Malraux draws a line on the table with his finger.

‘You pastiche and you isolate the tenth which isn’t imitated, and then you try to make sure the rest matches that tenth.’

Malraux has moved back, his hands above the plate begin to caress the thought like a conscientious potter.

‘You go beyond pastiche, you play around with it, the opening of my novel, Baron…’

Little by little the fullness and the affection return to his voice: ‘Obviously it’s like a crime thriller, ordinary, night, car horns, suspense, you must ensure the reader’s hair stands on end, nothing to feel ashamed of, take Hugo, Les Misérables, the tension that hits you in the stomach.’

Malraux’s hands are together again, one index finger extended: ‘It’s a pastiche of a crime novel, or of Laclos.’

Slowly de Vèze eases off his right shoe.

‘Valerie is a small-scale Merteuil,’ says Max with a smile.

‘That’s right,’ says Malraux, ‘you pastiche Faulkner or twenties Russian novelists, your overripe pastiche becomes a filter which you use to look at the world through new eyes.’

Malraux puts his left hand up to his eyes with his fingers spread wide, like bars.

‘You look at Shanghai through a haze of pulp crime fiction, or you strain the Pensées through the Pieds Nickelés’ — the right hand up now, also with the fingers out wide, held against the left, like a trellis — ‘a double filter, Filochard and the two infinites, put it all together and you get a decent book.’

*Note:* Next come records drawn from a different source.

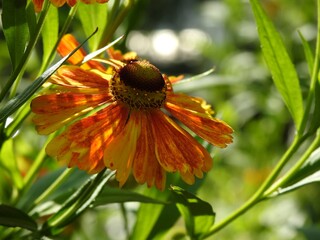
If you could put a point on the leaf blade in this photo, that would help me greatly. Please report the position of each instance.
(15, 28)
(279, 63)
(13, 217)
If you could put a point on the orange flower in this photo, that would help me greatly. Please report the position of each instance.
(58, 3)
(119, 119)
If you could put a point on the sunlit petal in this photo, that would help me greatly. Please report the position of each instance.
(68, 43)
(37, 5)
(54, 103)
(146, 167)
(82, 144)
(76, 77)
(176, 150)
(211, 129)
(119, 154)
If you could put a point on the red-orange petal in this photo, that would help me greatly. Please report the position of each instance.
(177, 150)
(58, 3)
(68, 43)
(146, 167)
(119, 153)
(37, 5)
(48, 123)
(71, 3)
(211, 129)
(76, 77)
(55, 103)
(82, 144)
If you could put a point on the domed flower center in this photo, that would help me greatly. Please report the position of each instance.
(139, 85)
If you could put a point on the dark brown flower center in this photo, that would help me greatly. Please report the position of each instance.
(142, 75)
(139, 85)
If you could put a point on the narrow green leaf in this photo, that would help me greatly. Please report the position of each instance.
(9, 163)
(81, 200)
(315, 121)
(13, 217)
(60, 195)
(198, 214)
(115, 195)
(50, 33)
(307, 52)
(19, 100)
(279, 63)
(155, 225)
(307, 174)
(93, 16)
(31, 18)
(15, 28)
(147, 224)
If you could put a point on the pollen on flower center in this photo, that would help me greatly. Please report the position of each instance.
(140, 85)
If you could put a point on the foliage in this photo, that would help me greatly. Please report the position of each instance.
(269, 95)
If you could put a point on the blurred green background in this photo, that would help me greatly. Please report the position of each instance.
(189, 37)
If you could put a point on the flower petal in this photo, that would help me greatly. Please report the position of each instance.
(195, 116)
(56, 110)
(82, 144)
(55, 103)
(76, 77)
(48, 123)
(120, 152)
(58, 3)
(177, 150)
(37, 5)
(146, 167)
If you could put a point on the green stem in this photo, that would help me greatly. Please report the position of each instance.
(258, 195)
(295, 168)
(32, 173)
(109, 31)
(314, 78)
(26, 55)
(64, 29)
(54, 185)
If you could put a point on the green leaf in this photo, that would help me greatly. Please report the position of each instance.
(60, 195)
(307, 52)
(31, 18)
(19, 100)
(307, 174)
(148, 225)
(115, 195)
(13, 217)
(93, 16)
(49, 33)
(15, 28)
(279, 63)
(9, 163)
(81, 200)
(156, 225)
(198, 214)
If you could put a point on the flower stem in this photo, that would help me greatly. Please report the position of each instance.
(109, 31)
(64, 29)
(314, 78)
(54, 185)
(32, 173)
(24, 59)
(296, 167)
(258, 196)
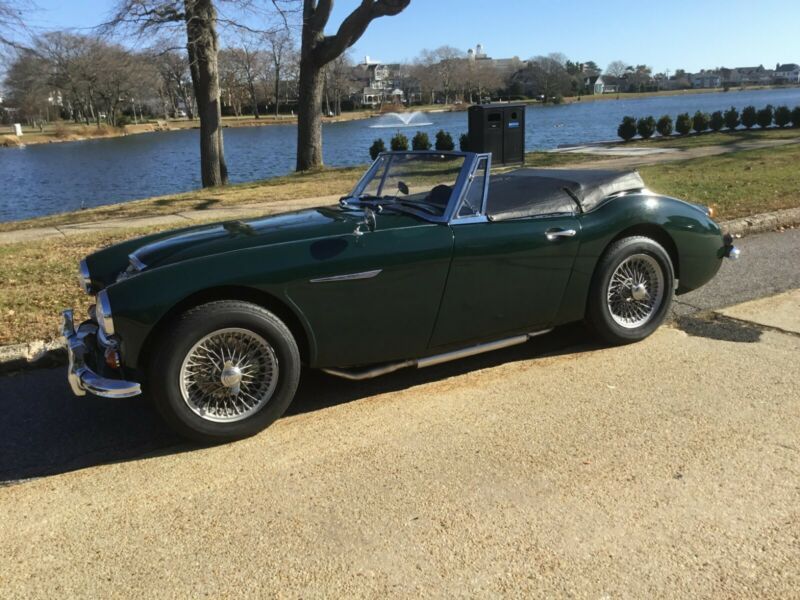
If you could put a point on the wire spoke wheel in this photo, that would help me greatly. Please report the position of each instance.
(229, 375)
(635, 291)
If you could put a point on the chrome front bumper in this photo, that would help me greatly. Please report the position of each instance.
(81, 378)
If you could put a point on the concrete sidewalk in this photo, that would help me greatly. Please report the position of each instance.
(187, 218)
(667, 468)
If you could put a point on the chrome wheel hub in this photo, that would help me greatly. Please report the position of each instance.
(229, 375)
(635, 291)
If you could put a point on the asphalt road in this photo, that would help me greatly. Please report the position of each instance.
(45, 430)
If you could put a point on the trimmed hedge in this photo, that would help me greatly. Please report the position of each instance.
(664, 126)
(420, 141)
(377, 147)
(399, 143)
(444, 141)
(683, 124)
(646, 127)
(627, 129)
(731, 117)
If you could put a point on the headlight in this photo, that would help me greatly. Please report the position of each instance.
(104, 318)
(84, 277)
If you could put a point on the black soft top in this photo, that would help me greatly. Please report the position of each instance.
(530, 192)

He puts out both arms in front of him, forefinger extended on each hand, he beats time to his words with nods of his head, his face forward, chin in, pupils raised to compensate, eyes wide open:

‘It takes a writer years before he can write with the sound of his own voice, get past other people’s voices, at any rate his own is there, and if you don’t pastiche as you imitate you’re just a parrot, you rewrite Maupassant or Turgenev without realising it or pretending you’ve forgotten, like Nabokov or your friend Kappler, Baron.’

Malraux’s left hand is on the table, arched like a spider, on the tips of the fingers.

‘And it doesn’t have kangaroos!’

‘It also lacks cats,’ says the young woman, displaying the large black cat which has jumped unnoticed on to her lap.

De Vèze decides that a woman who reduces him to this state in the middle of a dinner with Malraux is a pearl without price. At last he manages to slide his foot out of his right shoe.

A faint crackle in the sky, above the young woman’s head, the first star, the star that favours the bold, a draught of air blows under the table, cools the sock, the floor of the veranda is warm.

‘They say I don’t do cats very well in my stories,’ says Malraux.

He has backed his chair away, hands crossed on his knees, face down again, eyes looking up, he waits.

‘That’s not true,’ asserts the young woman stroking the animal, ‘actually, cats are your double.’

‘What do you mean?’ de Vèze asks belligerently.

He’s not angry with her, not as he was a while back when he could have told her to go to hell, now he’s scared, scared that he’ll start thinking again what a blue-stocking she is, that she’s read too many books, one of those women who pass their time picking you up on everything you say, a friend of his lived with a woman like that for twenty years, he’s now in an asylum, scared to separate from her, scared to stop wanting her body, and now she comes out with this business of a double, and everyone is all agog because the minute you start talking about doubles at a dinner party people think you must be very smart.

‘When Kyo watches Monsieur Clappique in the Black Cat, you describe the scene from a point of view that places you behind Kyo, who moves like a cat,’ the young woman says to Malraux, ‘and behind Clappique, in the background, there is the glow from the luminous outline of a cat which is watching us, which means that the scene is enacted between two cats.’